Is life in the fast lane too much for Sergey Karjakin? Russian accused of running scared of Magnus Carlsen
Malcolm Pein, chess correspondent
8 APRIL 2016 • 10:14AM

Sergey Karjakin took home €95,000 (£75,000) for winning the Candidates Tournament in Moscow and earned the right to play Magnus Carlsen in November for the world title.

At the conclusion of the tournament, Hans Visser, Development Director of BMW Russia, the tournament’s transportation partner, presented Karjakin with a miniature replica of a BMWi8, a hybrid sports car.

Visser declared that Karjakin would be driving away with the real one which was parked outside the tournament hall.

The BMWi8 can go from 0-100 km/h in 4.4 seconds, has a top speed of 250Km/H and uses just 2.1 litres/100km. It also looks amazing.

At first sight this appeared to be a wonderful prize, until it was revealed subsequently that Karjakin only has the car on loan for a month.

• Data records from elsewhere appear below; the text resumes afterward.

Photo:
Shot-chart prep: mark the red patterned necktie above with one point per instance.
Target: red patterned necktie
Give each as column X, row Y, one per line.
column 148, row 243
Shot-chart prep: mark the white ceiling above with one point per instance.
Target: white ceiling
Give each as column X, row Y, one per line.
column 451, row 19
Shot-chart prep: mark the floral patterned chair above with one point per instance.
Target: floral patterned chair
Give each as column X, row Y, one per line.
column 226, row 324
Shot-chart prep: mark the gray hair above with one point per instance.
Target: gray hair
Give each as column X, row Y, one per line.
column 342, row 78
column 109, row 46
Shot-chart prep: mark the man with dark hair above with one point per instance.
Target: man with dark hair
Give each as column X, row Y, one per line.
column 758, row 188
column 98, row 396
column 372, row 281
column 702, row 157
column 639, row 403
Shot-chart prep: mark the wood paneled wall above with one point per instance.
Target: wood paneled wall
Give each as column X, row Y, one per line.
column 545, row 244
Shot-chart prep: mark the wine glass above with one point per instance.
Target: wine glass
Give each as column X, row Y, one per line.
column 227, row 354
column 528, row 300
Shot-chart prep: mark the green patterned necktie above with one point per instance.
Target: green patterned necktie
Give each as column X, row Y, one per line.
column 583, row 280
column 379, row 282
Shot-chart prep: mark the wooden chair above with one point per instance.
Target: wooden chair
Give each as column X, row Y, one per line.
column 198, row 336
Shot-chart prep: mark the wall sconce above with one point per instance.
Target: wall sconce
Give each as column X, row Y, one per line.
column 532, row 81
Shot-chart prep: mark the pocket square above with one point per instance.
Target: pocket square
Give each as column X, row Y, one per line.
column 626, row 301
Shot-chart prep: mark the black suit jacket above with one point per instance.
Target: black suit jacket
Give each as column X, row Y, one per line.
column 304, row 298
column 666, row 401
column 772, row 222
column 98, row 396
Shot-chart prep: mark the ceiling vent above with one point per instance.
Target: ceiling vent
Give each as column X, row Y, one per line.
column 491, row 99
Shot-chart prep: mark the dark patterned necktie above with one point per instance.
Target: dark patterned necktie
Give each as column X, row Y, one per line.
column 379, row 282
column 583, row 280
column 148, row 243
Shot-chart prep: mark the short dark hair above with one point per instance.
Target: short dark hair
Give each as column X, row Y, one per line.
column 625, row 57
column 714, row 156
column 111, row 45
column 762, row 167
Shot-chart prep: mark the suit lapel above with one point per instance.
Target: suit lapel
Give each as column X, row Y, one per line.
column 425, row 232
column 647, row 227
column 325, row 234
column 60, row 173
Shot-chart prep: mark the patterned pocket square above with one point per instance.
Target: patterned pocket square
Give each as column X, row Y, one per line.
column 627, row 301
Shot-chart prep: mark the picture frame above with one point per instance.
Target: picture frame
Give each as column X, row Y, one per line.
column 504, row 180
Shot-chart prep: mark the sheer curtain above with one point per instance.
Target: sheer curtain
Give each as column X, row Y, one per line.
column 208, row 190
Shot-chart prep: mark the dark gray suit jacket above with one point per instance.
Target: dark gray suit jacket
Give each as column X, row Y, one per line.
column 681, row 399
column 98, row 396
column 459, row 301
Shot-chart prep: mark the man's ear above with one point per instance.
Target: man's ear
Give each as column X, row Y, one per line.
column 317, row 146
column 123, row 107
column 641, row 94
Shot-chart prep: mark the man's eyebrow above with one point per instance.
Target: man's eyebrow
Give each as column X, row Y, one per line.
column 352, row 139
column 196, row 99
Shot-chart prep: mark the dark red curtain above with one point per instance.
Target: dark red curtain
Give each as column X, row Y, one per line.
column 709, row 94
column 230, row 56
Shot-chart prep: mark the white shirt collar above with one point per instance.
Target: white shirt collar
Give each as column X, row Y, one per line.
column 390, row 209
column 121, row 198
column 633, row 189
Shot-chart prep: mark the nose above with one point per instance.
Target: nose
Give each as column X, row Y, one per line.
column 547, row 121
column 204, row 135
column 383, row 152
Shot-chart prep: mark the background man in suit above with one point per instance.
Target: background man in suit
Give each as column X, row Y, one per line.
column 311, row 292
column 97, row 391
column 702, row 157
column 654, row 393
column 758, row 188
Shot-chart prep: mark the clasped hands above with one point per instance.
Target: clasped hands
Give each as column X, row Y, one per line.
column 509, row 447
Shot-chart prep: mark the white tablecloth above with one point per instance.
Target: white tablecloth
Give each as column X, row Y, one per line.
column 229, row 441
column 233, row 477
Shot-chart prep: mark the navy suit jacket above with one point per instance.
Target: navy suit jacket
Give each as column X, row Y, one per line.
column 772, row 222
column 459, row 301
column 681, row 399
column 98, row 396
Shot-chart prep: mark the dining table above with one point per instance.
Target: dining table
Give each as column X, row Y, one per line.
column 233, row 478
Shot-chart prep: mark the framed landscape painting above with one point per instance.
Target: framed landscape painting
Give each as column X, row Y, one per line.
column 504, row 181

On Thursday, the title contender was embroiled in a controversy when the Russian Chess Federation wrote to the organisers of the Altibox Norway Chess tournament to declare that their man was withdrawing from the event which starts on the 18th of this month.

Withdrawing from a tournament 12 days before it’s due to start is very poor form as well as a breach of contract.

The tournament had been billed as a dress rehearsal for the title contest and Karjakin’s absence will be keenly felt.

Jøran Aulin-Jansson for the organising committee described the move as “disrepectful”.

I’d put it more bluntly myself and suggest Karjakin is running scared.